Similarly, in the Dominican Republic, Cafe Femenino Foundation grants supported women’s coffee collectives to start growing passionfruit and breed both cows and goats. Passionfruit is used in many foods and drinks, making it popular among the women themselves and at the markets. Since 2009, more than 200 women and their family members have benefitted from access to passionfruit. The goat and cow breeding initiatives provide women with milk and meat to feed their families and to sell for additional income. As of 2013, almost 30 women participated in the animal breeding programs.
Health Initiatives
In Colombia, grants have been given by Cafe Femenino Foundation to the COSURCA coffee cooperative to improve women’s health through kitchen remodeling. Since kitchens are traditionally women’s spaces, they are often not remodeled and are constructed of poor materials with dirt floors. The kitchens of 18 women have been remodeled as of 2013 to include outdoor ventilation that prevents smoke inhalation and running water to improve cleanliness and hygiene.
Cafe Femenino Foundation has provided similar grants in Peru to improve health conditions by improving stoves. The new stoves decrease smoke inhalation and respiratory illnesses that occur as a result.
Women’s Empowerment Initiatives
Also in Peru, Cafe Femenino Foundation grants have supported the building of community safe spaces, called Casa Cafe Femenino, for women in multiple coffee-growing communities. These spaces provide women with opportunities to meet and talk in places that are not “borrowed from the men”, promoting women’s independence and agency. Casa Cafe Femeninos are also able to act as temporary shelters for women facing domestic violence. As of 2013, these spaces benefitted more than 800 women from two coffee collectives.

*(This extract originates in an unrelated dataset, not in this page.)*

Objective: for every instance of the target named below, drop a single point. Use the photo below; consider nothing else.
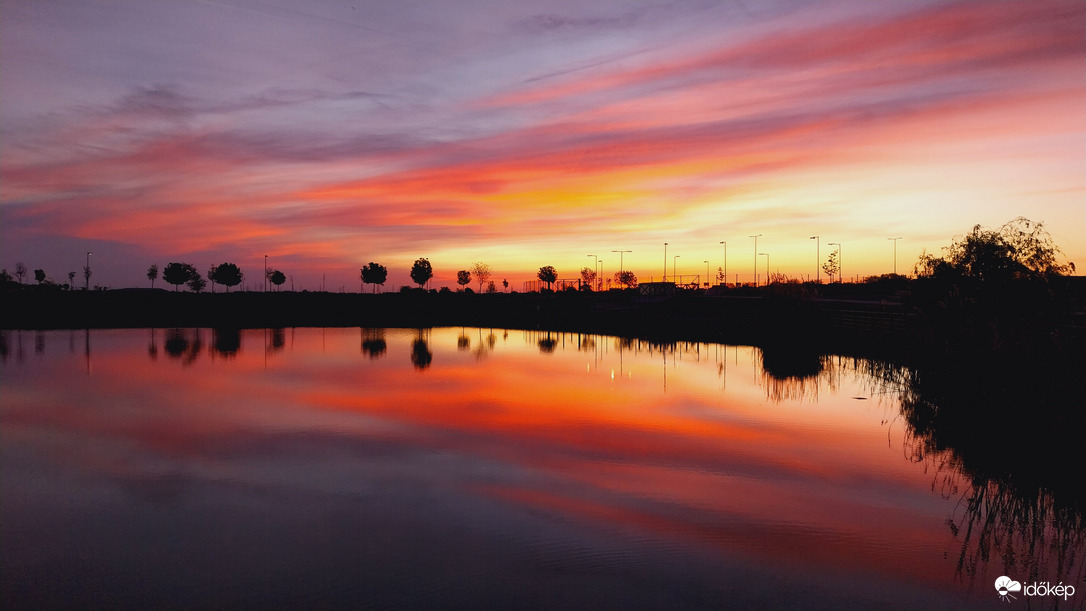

Cafe Femenino Foundation also supports the education of women. In Peru, the nonprofit helped five women complete training to be promoted to the role of internal coffee inspector, giving these women more power within the coffee industry. In the early years of the nonprofit, a grant provided scholarships for 600 girls, all of who were the daughters of coffee producers, to attend school.
Equality in the Coffee Industry
The coffee industry is made up largely of women yet these women face gender discrimination and inequality. Cafe Femenino Foundation strives to eliminate the gender gap in coffee production by providing grants to women’s coffee collectives in a range of areas, including food security, health and women’s empowerment based on the needs of the women. The projects, while benefitting the women, also help to teach leadership and problem-solving skills through a democratic process of distribution, furthering women’s empowerment.